Aux Controls: Virtually all mixers have at least 1 “Aux” pot. Many have 4 to 8 of them. Some have even more. So what is “Aux”?
Aux stands for Auxiliary Output. The Aux Control is typically where you will output to monitor speakers on the stage, send a signal to an effects processor or perhaps a send to the “Fellowship Hall”. If you were recording, you might be sending to a channel on a tape machine. In short, the volume controls here allow you to send a different mix to any kind of output source that you define. For the sake of our discussion here, we will stick to Aux sends as Monitor sends (at least for the first part of this lesson).
In the channel strip at the right, you can see that we have 4 pots to control 6 Aux sends. Most boards will typically have anywhere from 2 to 8 Aux Controls. In our case at the left, the first two pots (Aux 1 and Aux 2) have a “pre” switch next to them.
The “pre” switch changes the sends to be either “Pre-Fader” or “Post-Fader”. The fader is the sliding volume control at the bottom of the channel strip. If we set the Aux sends to be “Pre-Fader” then the volume level that is going to the Aux output is going to stay the same no matter what we do to the channel volume fader. If we set the Aux sends to be “Post-Fader”, then if we turn up the volume fader at the bottom of the channel strip, we will also turn up the volume in the Aux output channel.
Why would we want use either “Pre-Fader” or “Post-Fader”?
Pre-Fader is used for things like monitors. For example, lets say we have a volume level set on stage for a monitor. As we listen to the mix back at the board, we decide that we need to have more volume of the particular instrument in the house sound. So, we turn up the slider at the bottom of the channel strip. Do we want the level of the monitor to increase just because we needed to hear more of that instrument out front? Nope. We already set the level that we want the instrument in the mix. So we would want that Aux send to be “Pre-Fader”.
Post-Fader is often used for effects. So, let’s say that we have an Aux send that is going to a reverb unit. The Reverb is adding some echo to give the sound some depth. Again, while we are listening to the mix, we decide that we need to increase the volume level of the instrument, so we push up the slider at the bottom of the channel strip. We increase the amount of “Dry” signal (“Dry” refers to a signal that does not have any reverb on it) to the mains, and we also want to increase the amount “Wet” signal to the mains so that the reverb doesn’t get overwhelmed by the “dry” signal. In that case, we want to set the Aux send to be “Post-Fader”.
Note that Aux 3-6 do not have a button for “Pre”. These sends are set to always be either “Pre-Fader” or “Post-Fader”. Check your mixer documentation so that you know. As you can see above, it can have a major effect on what you use them for.

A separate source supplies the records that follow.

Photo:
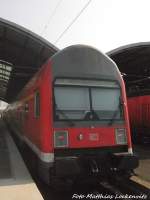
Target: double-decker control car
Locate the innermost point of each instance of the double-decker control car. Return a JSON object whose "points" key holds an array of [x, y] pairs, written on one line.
{"points": [[73, 116]]}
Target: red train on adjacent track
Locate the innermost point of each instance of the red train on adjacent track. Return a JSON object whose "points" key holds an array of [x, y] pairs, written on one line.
{"points": [[139, 114], [73, 116]]}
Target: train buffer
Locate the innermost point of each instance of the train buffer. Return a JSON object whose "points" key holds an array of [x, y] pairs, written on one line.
{"points": [[15, 180]]}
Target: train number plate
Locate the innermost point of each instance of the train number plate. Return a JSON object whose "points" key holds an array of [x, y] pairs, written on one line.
{"points": [[93, 136]]}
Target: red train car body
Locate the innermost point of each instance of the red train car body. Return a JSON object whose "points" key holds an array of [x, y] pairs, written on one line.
{"points": [[139, 115], [73, 115]]}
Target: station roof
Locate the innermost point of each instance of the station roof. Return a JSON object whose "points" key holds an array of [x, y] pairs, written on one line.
{"points": [[134, 63], [22, 53]]}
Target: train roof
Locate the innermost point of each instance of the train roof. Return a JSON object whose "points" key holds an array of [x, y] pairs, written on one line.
{"points": [[83, 61]]}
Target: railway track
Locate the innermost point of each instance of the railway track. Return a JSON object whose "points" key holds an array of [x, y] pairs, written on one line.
{"points": [[120, 188]]}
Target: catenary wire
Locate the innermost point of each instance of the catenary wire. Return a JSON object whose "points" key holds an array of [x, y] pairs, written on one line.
{"points": [[51, 16], [73, 21]]}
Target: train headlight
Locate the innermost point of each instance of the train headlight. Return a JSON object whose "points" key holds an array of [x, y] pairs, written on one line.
{"points": [[60, 139], [121, 137]]}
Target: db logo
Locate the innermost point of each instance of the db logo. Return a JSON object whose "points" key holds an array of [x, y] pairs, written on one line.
{"points": [[93, 136], [80, 137]]}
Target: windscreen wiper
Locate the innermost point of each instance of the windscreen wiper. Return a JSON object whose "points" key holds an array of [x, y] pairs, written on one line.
{"points": [[69, 121], [91, 115], [115, 113]]}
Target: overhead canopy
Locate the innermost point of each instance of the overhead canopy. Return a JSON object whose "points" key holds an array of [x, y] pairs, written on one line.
{"points": [[22, 53], [134, 63]]}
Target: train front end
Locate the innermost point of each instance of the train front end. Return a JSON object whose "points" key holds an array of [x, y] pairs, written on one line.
{"points": [[90, 121]]}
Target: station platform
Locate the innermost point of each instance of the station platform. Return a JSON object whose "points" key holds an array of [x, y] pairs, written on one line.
{"points": [[15, 181]]}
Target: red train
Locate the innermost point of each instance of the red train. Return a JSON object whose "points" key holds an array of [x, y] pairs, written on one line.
{"points": [[139, 114], [73, 116]]}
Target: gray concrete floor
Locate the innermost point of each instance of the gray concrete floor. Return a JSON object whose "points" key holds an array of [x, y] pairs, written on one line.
{"points": [[15, 180], [143, 171]]}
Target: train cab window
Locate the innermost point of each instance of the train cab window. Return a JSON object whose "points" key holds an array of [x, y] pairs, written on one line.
{"points": [[37, 105]]}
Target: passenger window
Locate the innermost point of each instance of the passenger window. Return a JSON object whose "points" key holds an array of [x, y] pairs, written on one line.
{"points": [[37, 105]]}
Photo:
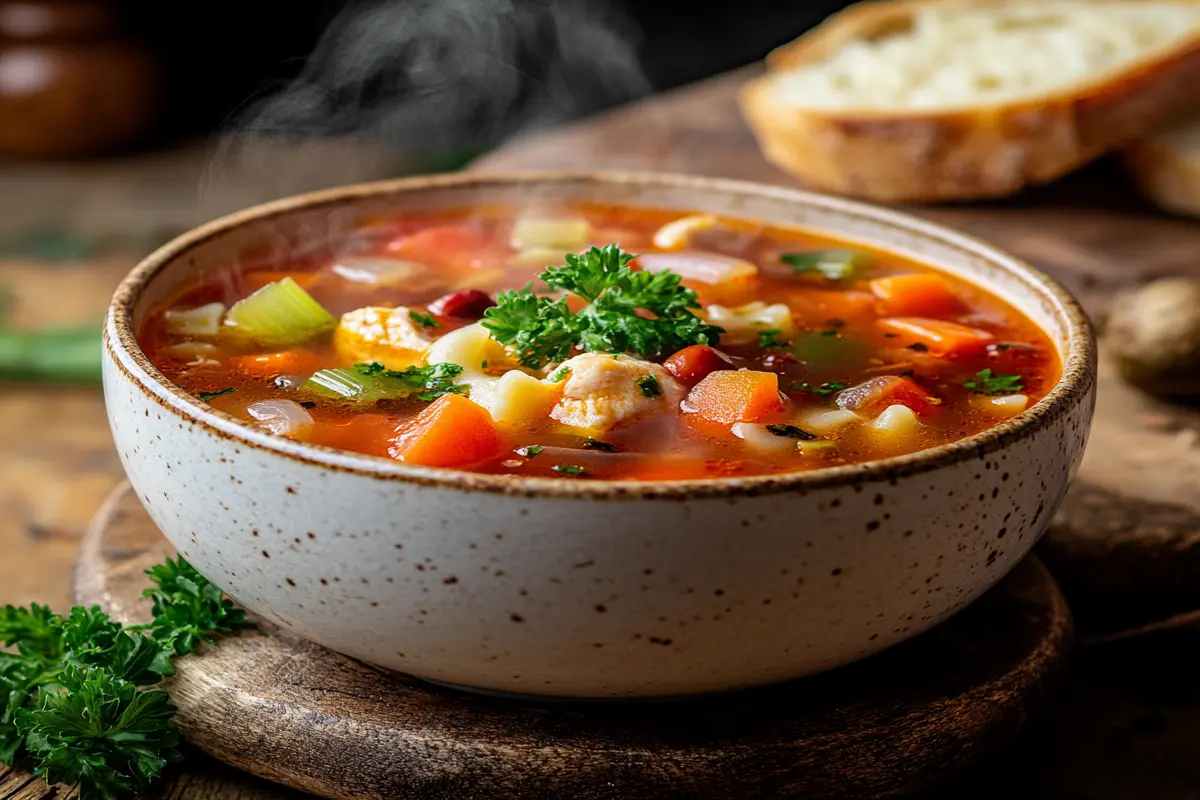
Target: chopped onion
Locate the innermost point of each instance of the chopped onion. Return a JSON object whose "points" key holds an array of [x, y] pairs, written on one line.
{"points": [[761, 439], [282, 417], [280, 314], [567, 234], [703, 268], [1002, 405], [203, 320], [378, 271], [678, 233]]}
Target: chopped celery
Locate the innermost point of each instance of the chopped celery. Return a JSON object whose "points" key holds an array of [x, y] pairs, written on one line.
{"points": [[347, 384], [371, 383], [833, 264], [280, 314], [203, 320]]}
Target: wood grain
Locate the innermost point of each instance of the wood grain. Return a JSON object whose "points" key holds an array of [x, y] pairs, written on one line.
{"points": [[1127, 541], [324, 723]]}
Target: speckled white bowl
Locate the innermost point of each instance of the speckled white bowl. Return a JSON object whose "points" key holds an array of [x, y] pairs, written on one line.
{"points": [[592, 589]]}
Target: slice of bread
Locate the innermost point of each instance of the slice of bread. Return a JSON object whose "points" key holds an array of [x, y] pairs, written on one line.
{"points": [[1167, 167], [954, 100]]}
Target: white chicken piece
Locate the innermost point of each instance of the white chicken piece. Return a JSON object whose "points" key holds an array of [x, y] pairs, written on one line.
{"points": [[384, 335], [604, 390], [744, 323]]}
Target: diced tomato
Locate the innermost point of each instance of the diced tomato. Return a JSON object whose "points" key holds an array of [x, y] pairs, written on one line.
{"points": [[694, 364], [448, 246], [463, 304], [297, 361], [451, 432], [941, 337], [874, 395], [921, 294], [730, 396]]}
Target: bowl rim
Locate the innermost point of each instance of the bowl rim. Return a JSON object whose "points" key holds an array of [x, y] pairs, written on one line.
{"points": [[1073, 386]]}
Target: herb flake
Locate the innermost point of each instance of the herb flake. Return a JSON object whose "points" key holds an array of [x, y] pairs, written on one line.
{"points": [[989, 383]]}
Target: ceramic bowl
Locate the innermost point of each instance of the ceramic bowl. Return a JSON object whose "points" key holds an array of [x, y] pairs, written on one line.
{"points": [[552, 587]]}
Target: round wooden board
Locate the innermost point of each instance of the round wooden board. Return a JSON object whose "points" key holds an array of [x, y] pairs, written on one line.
{"points": [[297, 714]]}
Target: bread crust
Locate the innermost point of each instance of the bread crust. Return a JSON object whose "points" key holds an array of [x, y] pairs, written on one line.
{"points": [[967, 154], [1169, 178]]}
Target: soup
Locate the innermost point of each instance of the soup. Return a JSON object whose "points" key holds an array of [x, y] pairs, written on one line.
{"points": [[598, 342]]}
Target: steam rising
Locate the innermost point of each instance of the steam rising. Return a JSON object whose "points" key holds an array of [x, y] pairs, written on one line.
{"points": [[456, 73]]}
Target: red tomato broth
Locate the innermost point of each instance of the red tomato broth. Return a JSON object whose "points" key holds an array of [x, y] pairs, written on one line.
{"points": [[839, 340]]}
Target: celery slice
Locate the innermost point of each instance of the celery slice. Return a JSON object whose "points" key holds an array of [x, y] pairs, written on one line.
{"points": [[347, 384], [280, 314]]}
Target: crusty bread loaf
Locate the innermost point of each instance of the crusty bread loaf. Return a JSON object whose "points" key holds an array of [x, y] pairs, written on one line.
{"points": [[954, 100], [1167, 167]]}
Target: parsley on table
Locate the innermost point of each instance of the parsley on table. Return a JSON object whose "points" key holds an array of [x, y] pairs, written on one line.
{"points": [[988, 383], [73, 693], [431, 380], [832, 264], [649, 386], [424, 320], [791, 432], [639, 312], [823, 391]]}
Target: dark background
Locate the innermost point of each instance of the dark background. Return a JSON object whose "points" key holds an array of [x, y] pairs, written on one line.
{"points": [[222, 54]]}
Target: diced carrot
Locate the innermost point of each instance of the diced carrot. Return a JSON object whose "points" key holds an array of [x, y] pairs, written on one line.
{"points": [[297, 361], [451, 432], [694, 364], [730, 396], [921, 294], [941, 337], [448, 246], [876, 394]]}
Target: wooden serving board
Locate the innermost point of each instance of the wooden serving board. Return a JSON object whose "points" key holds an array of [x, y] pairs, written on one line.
{"points": [[291, 711], [1126, 545]]}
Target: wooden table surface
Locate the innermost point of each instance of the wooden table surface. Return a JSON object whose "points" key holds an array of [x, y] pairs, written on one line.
{"points": [[1123, 728]]}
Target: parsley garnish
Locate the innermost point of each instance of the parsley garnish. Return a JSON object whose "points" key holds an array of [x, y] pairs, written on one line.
{"points": [[643, 313], [767, 340], [987, 383], [832, 264], [649, 386], [791, 432], [424, 319], [823, 391], [72, 697], [432, 380]]}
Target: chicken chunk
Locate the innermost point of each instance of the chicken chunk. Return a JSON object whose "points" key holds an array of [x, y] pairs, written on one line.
{"points": [[601, 391], [384, 335]]}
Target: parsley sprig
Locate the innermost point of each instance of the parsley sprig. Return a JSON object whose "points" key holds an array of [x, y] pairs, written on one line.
{"points": [[989, 383], [73, 690], [639, 312]]}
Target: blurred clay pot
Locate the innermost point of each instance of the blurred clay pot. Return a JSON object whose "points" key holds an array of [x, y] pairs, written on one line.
{"points": [[70, 83]]}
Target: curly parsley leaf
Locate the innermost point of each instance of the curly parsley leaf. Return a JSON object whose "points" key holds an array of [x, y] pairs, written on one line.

However, you can see that on the channel strip, there is a button that says “5/6 Shift”. This particular mixer has 6 Aux outputs, but only 4 of them can be used on any one channel. Therefore, the button is used to switch between having the channel potentially send signals to Aux1-4 or Aux1, Aux2, Aux5 and Aux6. This allows the mixer manufacturer to save a little money on “pots”.
So, once you have determined what the Aux Controls will be used for, you can set the volume level of each individual instrument/mic for each Aux output. For the sake of this lesson, I will decide that I am going to use Aux 1 for the “Front Monitors” that the Singers hear and Aux 2 for the monitors for the Band. Then, I will probably mix the singers a little heavier in Aux 1 and the instruments a little heavier in Aux 2. Then, I am going to hook up a reverb unit to Aux 3. I will only use this for the Vocals because I don’t want to add the reverb to the instruments (for some reason). So then, I will make sure that I have Aux 3 turned down for all of the instrument channels and mixed appropriately for the mic channels.